As Bakugou hesitantly stepped into the opening, his lower calves getting scratched by the roughly-shaved-down edges of the plastic, Deku reached down and carefully picked up the car by the bottom, his hands easily engulfing half of the length and brushing against the front tires. And he began to lift. It hurt like a bitch, so to speak, for Bakugou. The plastic scraped up his legs slowly in a way that reminded him of the car he (and Deku I guess) had years ago, and, how as they outgrew it, their ankles pressing into the sides of the bottomless car would be scratched and cut by the plastic. Eventually, his mother had decided it was too small for the pair of them and gave it away. Deku cried for hours and could only be consoled by Katsuki putting on All Might’s debut video, which the green-haired boy watched on loop for hours with him, leaning into his shoulder and sniffling occasionally. The memory used to annoy him, but now as he remembered it, he felt a sense of longing to return to that era of simplicity.
The combined physical and mental pain were causing him to tear up, and when he turned away to hide it, the car had popped over his thighs and sat snugly at his hips. The surprise helped the tears fade. Katsuki ignored the howls of laughter from his classmates and Izuku’s whoop of victory as he turned slowly to see how the car rested on the jut of his hips, the fit no longer being tight as it sat in the narrow spot of his waist. “Yeah, shake it Bakugou!” Kirishima yelled and he immediately stopped his examination to give the shark-toothed-fucker the finger.
Quickly realizing that they were in a public place and if an employee saw them they’d all get kicked out on their asses, Bakugou spoke over the laughter. “Alright, alright, let’s get this fucking thing off, my hips hurt like a bitch.” The giggles quieted as Deku stepped forward and took hold of the car again, pulling down. Nothing happened. Aside from the painful tug at Katsuki’s hips. Silence fell over the group as Deku tugged a second, third, fourth time and the car refused to budge. “I warned you both about this didn’t I?” Iida’s booming voice was loud in the silence. Then, all hell broke loose.

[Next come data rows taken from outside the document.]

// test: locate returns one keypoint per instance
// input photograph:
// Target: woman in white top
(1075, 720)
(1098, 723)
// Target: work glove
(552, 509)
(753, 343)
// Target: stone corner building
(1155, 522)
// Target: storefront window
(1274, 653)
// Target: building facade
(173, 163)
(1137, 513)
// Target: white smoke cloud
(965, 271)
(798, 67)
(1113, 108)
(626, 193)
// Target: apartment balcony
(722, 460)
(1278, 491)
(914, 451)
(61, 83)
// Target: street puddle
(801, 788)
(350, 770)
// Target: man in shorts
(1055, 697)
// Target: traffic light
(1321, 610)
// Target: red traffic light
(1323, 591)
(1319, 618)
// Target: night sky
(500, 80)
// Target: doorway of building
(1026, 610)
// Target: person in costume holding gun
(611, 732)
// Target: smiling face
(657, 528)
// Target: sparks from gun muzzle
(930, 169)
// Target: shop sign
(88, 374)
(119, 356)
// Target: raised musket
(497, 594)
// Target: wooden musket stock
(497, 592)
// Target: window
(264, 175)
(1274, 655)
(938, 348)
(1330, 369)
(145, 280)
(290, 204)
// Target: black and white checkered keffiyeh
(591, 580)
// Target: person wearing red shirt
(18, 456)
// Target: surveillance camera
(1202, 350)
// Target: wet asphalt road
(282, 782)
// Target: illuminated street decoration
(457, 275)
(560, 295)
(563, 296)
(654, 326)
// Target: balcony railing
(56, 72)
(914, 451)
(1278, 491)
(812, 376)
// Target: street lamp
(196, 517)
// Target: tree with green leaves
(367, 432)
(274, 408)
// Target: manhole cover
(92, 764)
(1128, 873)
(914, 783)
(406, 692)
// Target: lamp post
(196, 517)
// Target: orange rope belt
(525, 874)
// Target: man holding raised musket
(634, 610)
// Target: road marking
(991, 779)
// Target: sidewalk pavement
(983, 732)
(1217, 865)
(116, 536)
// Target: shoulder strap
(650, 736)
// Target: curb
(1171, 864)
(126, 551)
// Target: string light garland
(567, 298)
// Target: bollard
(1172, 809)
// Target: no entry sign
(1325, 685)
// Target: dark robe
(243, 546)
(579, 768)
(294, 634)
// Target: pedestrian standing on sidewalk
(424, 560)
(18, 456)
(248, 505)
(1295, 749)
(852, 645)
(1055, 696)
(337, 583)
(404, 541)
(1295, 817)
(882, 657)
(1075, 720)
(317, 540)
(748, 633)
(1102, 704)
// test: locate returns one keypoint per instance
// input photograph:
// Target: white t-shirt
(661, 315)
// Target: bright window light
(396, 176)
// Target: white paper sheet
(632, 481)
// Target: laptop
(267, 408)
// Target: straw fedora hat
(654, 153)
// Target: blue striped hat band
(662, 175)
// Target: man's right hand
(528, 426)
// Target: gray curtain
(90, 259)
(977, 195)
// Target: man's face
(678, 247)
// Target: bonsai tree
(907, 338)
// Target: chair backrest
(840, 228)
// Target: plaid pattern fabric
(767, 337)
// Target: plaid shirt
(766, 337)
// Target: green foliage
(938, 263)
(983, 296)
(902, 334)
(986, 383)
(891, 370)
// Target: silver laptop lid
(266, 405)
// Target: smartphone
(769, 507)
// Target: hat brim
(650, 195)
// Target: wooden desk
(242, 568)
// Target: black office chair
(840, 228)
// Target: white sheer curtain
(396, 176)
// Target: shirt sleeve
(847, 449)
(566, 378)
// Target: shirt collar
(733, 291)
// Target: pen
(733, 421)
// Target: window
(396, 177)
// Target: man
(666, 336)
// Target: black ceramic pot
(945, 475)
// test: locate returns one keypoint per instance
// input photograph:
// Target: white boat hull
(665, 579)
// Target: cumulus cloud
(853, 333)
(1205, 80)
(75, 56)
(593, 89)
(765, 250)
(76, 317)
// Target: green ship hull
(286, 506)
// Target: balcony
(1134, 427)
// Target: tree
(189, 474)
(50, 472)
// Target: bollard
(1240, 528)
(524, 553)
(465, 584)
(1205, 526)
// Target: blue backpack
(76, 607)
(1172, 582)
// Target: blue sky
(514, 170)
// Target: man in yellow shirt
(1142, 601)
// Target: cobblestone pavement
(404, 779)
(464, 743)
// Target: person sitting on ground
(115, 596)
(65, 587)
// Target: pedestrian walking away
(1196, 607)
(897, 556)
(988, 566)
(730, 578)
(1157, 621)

Kaminari and Kirishima ran forward to try and help Deku pull the god-forsaken car down, but it was a no go. They tried pushing it upwards, over Bakugou’s head, but the car caught painfully at Bakugou’s pecs, which was even more embarrassing, and once they got past them, the car’s opening was too small for his biceps to fit through. The car obviously couldn’t stay there because it limited Katsuki’s movement, so it had to be dragged over his sore chest AGAIN, back to his hips. If Hell was a place on Earth, it had to be in this exact spot, in a mall hidden behind a few clothing racks, with All Might toddler cars on the bottom shelf against the wall.
The whole group was panicking, some talking a mile a minute about possible ways to get it off, others sporadically coming towards him to fruitlessly tug at the car before backing away in defeat. Todoroki wasn’t among the crowd. He was browsing around, munching on his soba. At some point, Bakugou’s temper bubbled over and he pulled at the damn thing himself. The loud SNAP echoed through the entire store as the car split cleanly in half at the seams and the sound immediately caught the attention of the store clerks and everyone was rushing to not look suspicious and Katsuki and Deku were shoving the stupid cheap thing back into the shelf and the employee cleared her throat and they were caught.
“Is there anything you need help with?” Most of the students had managed to look like they had never met Deku or Bakugou in their lives, while the two of them looked just about as guilty as they could look with half in a car in their hands and large startled eyes. The clerk gave them a knowing look and gestured that they follow her to the register to pay for the broken car, which they did, the pieces of car at their sides and their heads hung in shame.